Activities of both autonomic nervous system divisions, sympathetic and parasympathetic, are dual - continuous, tonic and changing,
modulating. Tonic activity domination accompanies stationary (patho)physiological conditions, while modulating activity occurs
with the change of stimuli. The intensity of the two activities is inversely proportional. In patients with heart failure,
spectral analysis of heart rate variability displays reduced sympathetic modulation activity during illness, as a logical
consequence of an increased sympathetic tone. On the other hand, vagal modulation activity slightly decreases or does not
change at the very early stage of disease, soon afterwards it increases, and after a certain period of time, with the progression
of the disease, vagal modulation decreases, and finally disappears. These changes reveal sequential response of vagal tone
to the progression of heart failure and consequent sympathicotonia; slight initial oscillation or unresponsiveness, soon followed
by self-suppression, and then, in an advanced heart failure, by counteraction to the sympathicotonia. This model of polyphasic
reaction of vagal system, dependent on the stage of heart failure, challenges traditional concept of sympathovagal interaction.
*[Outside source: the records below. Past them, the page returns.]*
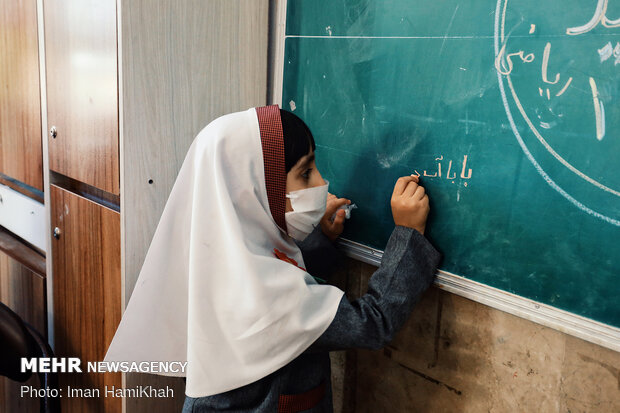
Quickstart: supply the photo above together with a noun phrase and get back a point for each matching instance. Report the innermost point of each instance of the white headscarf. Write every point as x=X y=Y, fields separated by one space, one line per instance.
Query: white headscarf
x=211 y=290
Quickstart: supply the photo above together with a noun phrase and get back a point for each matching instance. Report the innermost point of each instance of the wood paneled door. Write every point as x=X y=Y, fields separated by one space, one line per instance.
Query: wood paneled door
x=86 y=258
x=82 y=90
x=22 y=289
x=20 y=102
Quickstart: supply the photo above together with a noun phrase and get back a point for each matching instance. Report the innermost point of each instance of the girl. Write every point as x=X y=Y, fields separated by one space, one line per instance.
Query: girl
x=225 y=287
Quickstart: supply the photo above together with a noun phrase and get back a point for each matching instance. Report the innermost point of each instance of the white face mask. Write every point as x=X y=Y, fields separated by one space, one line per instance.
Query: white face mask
x=308 y=209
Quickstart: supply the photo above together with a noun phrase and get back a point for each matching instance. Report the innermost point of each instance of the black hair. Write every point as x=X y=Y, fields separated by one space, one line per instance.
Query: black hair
x=298 y=140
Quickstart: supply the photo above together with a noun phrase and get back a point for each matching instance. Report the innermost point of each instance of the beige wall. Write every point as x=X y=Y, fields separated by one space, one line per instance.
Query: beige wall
x=456 y=355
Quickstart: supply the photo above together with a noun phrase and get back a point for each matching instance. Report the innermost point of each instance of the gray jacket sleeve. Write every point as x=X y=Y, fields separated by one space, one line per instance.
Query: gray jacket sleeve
x=406 y=271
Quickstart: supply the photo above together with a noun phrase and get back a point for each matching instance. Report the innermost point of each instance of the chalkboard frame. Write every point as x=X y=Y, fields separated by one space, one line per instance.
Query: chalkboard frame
x=569 y=323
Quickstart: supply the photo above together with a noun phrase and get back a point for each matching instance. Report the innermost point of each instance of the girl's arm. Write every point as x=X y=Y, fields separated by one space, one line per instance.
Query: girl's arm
x=406 y=271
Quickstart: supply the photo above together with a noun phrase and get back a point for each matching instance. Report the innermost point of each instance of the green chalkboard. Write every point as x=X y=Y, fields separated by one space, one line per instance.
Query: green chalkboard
x=508 y=110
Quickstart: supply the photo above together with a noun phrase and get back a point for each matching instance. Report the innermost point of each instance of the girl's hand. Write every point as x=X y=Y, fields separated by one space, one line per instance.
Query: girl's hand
x=333 y=229
x=410 y=203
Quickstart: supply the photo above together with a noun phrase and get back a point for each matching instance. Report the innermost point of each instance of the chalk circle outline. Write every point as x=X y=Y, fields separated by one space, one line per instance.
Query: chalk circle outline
x=541 y=172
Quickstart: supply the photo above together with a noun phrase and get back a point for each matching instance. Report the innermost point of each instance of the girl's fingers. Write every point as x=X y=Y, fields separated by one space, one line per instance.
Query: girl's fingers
x=410 y=190
x=402 y=183
x=334 y=204
x=419 y=193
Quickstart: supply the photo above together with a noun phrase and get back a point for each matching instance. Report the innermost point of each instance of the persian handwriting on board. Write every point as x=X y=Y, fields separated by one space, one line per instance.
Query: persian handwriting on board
x=451 y=173
x=555 y=85
x=600 y=16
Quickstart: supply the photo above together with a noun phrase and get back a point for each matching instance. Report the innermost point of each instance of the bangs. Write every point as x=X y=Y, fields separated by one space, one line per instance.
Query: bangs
x=298 y=140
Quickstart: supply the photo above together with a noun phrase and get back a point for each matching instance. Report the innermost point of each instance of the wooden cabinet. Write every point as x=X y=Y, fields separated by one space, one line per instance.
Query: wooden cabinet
x=22 y=288
x=82 y=90
x=87 y=292
x=20 y=103
x=146 y=83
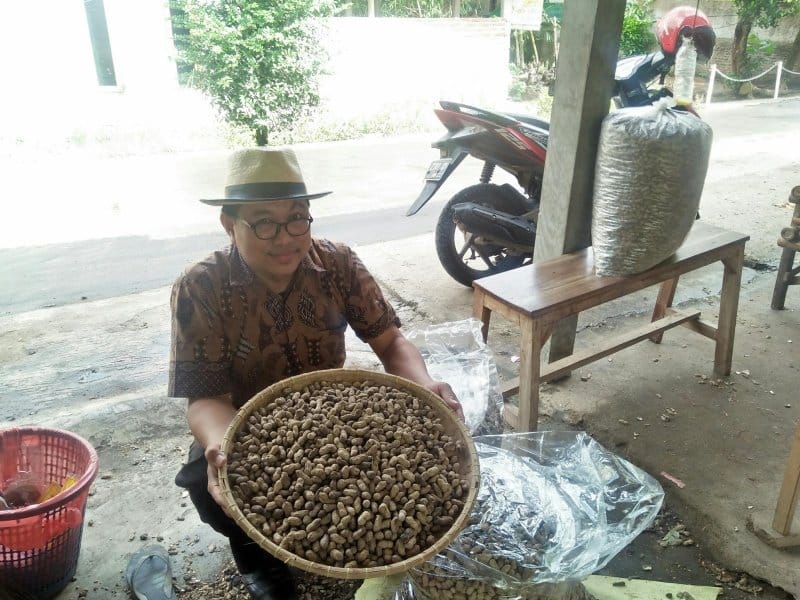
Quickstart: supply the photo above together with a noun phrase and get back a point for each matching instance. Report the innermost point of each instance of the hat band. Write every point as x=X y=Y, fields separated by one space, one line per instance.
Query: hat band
x=254 y=191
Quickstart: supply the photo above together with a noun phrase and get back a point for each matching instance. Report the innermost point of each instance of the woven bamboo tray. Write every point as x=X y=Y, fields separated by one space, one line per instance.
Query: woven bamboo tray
x=468 y=460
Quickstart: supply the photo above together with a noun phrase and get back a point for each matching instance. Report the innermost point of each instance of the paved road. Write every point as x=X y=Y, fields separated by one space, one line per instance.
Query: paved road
x=105 y=228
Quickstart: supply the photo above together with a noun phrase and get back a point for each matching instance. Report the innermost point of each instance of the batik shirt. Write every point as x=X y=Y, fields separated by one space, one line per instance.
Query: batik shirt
x=231 y=334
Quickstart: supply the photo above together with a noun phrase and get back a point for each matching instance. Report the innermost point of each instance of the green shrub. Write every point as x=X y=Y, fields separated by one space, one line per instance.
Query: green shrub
x=637 y=30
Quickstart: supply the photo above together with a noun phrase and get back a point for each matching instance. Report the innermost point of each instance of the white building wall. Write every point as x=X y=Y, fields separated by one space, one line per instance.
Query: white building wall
x=384 y=62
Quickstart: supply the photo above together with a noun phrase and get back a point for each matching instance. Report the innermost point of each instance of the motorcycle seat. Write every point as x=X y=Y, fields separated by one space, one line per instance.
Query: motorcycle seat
x=529 y=120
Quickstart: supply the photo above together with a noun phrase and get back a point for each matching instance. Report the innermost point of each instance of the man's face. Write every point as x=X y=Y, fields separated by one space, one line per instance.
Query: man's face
x=274 y=260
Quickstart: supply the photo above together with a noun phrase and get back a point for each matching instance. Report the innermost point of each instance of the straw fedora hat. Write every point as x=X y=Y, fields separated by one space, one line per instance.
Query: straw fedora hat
x=262 y=174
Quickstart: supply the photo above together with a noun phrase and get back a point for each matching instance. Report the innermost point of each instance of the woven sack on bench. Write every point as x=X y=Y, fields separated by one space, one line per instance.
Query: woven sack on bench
x=649 y=175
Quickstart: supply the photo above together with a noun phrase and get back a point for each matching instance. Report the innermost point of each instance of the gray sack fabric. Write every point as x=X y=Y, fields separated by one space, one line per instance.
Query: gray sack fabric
x=651 y=166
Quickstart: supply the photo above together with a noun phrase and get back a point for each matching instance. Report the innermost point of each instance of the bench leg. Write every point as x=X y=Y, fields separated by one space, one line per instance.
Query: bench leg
x=529 y=371
x=728 y=307
x=480 y=312
x=666 y=294
x=782 y=279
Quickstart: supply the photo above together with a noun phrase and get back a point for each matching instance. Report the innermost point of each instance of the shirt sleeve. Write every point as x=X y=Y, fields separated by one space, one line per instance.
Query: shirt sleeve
x=366 y=309
x=200 y=357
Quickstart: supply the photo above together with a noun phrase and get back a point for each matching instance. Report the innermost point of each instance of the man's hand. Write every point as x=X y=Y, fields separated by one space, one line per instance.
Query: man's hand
x=216 y=460
x=446 y=393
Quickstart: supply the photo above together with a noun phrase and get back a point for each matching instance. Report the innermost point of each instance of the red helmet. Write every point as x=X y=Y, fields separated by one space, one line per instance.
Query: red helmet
x=686 y=21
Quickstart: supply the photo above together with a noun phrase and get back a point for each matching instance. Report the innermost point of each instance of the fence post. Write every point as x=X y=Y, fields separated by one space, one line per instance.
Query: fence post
x=778 y=79
x=712 y=76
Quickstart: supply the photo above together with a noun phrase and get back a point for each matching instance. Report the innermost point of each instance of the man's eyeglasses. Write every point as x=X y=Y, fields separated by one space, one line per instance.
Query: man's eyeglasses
x=266 y=229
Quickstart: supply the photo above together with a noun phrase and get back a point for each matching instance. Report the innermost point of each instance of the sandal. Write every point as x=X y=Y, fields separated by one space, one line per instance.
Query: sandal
x=149 y=574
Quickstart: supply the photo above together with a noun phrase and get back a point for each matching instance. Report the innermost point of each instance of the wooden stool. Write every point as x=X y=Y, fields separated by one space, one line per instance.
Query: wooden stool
x=537 y=296
x=790 y=242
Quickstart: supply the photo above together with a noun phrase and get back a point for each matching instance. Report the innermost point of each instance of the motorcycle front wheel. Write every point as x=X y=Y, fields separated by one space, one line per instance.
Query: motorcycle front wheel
x=465 y=259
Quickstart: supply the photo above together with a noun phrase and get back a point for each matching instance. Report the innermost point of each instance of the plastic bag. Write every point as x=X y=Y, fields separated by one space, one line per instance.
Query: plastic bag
x=649 y=176
x=553 y=507
x=455 y=353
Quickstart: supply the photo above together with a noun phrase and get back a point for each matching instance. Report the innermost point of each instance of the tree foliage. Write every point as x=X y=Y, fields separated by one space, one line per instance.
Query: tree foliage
x=637 y=29
x=258 y=60
x=759 y=13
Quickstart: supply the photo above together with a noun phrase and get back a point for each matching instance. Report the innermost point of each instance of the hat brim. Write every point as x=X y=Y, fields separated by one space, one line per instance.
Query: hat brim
x=239 y=201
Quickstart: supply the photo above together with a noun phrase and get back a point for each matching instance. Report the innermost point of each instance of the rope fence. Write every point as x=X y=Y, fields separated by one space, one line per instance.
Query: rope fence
x=714 y=71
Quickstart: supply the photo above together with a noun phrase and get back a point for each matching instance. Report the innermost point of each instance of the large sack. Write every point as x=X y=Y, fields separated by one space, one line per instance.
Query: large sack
x=651 y=166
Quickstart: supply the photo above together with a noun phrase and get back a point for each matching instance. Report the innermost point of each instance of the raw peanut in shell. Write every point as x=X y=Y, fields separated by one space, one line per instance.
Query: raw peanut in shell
x=351 y=475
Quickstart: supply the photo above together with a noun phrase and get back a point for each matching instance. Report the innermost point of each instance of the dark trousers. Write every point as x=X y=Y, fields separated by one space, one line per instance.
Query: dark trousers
x=193 y=476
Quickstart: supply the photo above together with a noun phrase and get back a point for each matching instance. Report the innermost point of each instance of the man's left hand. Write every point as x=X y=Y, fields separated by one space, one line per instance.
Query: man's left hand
x=446 y=393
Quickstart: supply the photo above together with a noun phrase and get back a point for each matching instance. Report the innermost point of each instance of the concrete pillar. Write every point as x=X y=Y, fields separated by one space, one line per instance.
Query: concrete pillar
x=584 y=81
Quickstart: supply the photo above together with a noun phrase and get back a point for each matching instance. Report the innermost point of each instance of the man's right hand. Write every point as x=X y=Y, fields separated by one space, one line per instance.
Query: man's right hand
x=216 y=460
x=209 y=419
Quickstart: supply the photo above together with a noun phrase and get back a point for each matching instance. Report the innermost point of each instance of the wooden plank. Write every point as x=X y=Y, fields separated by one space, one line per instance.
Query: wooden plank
x=703 y=328
x=790 y=489
x=557 y=369
x=511 y=416
x=530 y=361
x=728 y=307
x=481 y=312
x=567 y=285
x=700 y=326
x=565 y=365
x=666 y=295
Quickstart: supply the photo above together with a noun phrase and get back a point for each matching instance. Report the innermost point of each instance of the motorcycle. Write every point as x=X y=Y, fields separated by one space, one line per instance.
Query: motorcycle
x=487 y=228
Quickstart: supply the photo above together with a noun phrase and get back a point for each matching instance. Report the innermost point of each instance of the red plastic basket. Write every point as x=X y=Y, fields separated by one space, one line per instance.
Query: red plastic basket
x=40 y=543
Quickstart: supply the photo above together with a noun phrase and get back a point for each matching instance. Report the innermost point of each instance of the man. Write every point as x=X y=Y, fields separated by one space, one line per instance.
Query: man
x=274 y=304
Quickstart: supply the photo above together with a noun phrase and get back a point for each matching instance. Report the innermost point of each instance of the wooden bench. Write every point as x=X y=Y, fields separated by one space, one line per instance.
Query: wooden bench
x=537 y=296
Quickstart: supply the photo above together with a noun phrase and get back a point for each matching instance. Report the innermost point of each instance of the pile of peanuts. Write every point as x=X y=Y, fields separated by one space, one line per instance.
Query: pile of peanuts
x=348 y=474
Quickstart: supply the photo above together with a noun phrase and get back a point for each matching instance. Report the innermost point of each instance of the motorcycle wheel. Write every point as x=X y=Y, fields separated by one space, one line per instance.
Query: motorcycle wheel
x=462 y=258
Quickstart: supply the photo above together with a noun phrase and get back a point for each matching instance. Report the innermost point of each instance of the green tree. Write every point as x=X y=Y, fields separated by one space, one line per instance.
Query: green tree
x=637 y=29
x=258 y=60
x=761 y=13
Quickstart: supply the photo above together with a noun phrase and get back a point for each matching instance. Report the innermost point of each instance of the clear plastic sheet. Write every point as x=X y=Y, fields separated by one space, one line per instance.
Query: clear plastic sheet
x=553 y=508
x=649 y=176
x=454 y=352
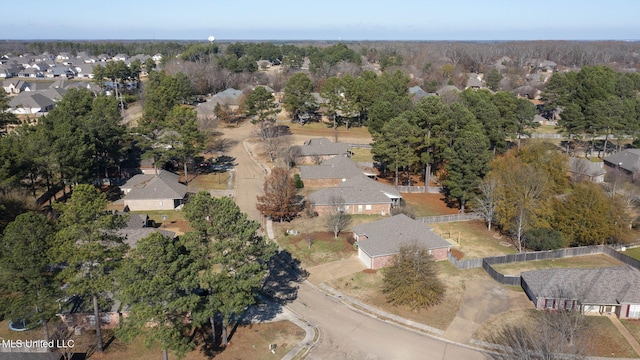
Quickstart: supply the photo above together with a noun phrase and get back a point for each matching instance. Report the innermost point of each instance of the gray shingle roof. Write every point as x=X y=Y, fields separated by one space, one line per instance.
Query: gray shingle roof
x=586 y=167
x=609 y=285
x=322 y=147
x=357 y=190
x=386 y=237
x=628 y=159
x=29 y=100
x=165 y=185
x=338 y=167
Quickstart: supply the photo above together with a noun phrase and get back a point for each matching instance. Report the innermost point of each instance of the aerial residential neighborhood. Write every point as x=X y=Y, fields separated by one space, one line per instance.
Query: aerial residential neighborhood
x=319 y=199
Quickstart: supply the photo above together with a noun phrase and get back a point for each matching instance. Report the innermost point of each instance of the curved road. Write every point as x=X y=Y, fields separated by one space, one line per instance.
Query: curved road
x=345 y=333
By this hypothesis, the self-suppression of vagal tone occurs in order to enable full sympathetic activation of compensatory
mechanisms which aim to correct hemodynamic deterioration. Once the sympathicotonia becomes inefficient and even harmful,
counter-regulatory increase in vagal tone develops, in order to decrease oxygen consumption and preserve or possibly enhance
residual systolic and diastolic cardiac function. Decreased vagal tonic activity is probably mediated centrally. Later increase
of vagal tone is probably triggered by an increased concentration of natriuretic peptides. The existence of predominantly
adrenergic IL, Ca and predominantly cholinergic IK, Ach currents and of a common If current in sinoatrial nodal cells enables
such dual - synergistic and antagonistic - sympatho-vagal relationship. In conclusion, a complex, polyphasic vagal reaction
to the sympathicotonia and heart failure progression is suggested by the hypothesis. Clinical and experimental studies based
on this hypothesis will probably allow better insight into autonomic functions.